Suppresses a second run of this workflow for the same derived key within a time window. The first matching event starts a run; a later event whose key resolves to the same value inside the window is dropped for this workflow (the response reports deduped: true with no runId). The event is still recorded and still wakes waitForEvent waiters - only the duplicate run is suppressed.

idempotency: { key: "orderId", periodMs: 86_400_000 } // at most one run per orderId per 24h
PropertyTypeDefaultDescription
keystringwhole workflowEvent-data path; one run per value within the window. An omitted key means one run per window for the whole workflow.
periodMsnumber (ms)86_400_000 (24h)How long a key stays claimed before it can run again.

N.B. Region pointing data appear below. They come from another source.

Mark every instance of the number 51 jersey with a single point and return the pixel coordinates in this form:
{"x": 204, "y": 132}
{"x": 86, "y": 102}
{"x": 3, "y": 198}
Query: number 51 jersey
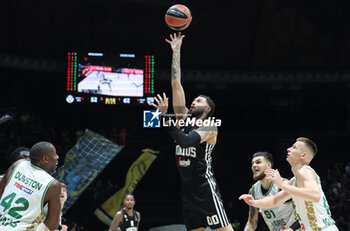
{"x": 21, "y": 204}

This is run-level dedupe keyed off the event payload. To dedupe a whole event regardless of which workflows it matches - the usual safety net for an at-least-once caller retrying POST /events - send a dedupeId on the event instead (see the wire protocol); a repeat of that id within 24h is dropped before any fan-out.

Global correctness

Every flow-control limit is enforced against shared state, so concurrency, throttle, and rate-limit counts hold exactly across your whole workspace - never approximated per instance.

Observing flow control

The configured controls and their live runtime state are visible without extra setup:

  • The console marks every flow-controlled workflow with a badge in the Workflows list, and the workflow detail drawer has a Flow control section: each configured control with its policy, plus live counters where they apply (in-flight vs the concurrency limit, queued runs, and the number of events currently coalescing in a debounce window or buffered in a batch). The Overview page rolls the same numbers up namespace-wide (queue depth, in-flight, debounce/batch pending).
  • GET /flow-state returns the live buffer state directly: the debounce and batch backlogs per workflow (?app= and ?workflow= narrow the scope). In-flight and queued counts come from GET /runs/stats. A workflow's configured controls ride the flowControl field of GET /workflows.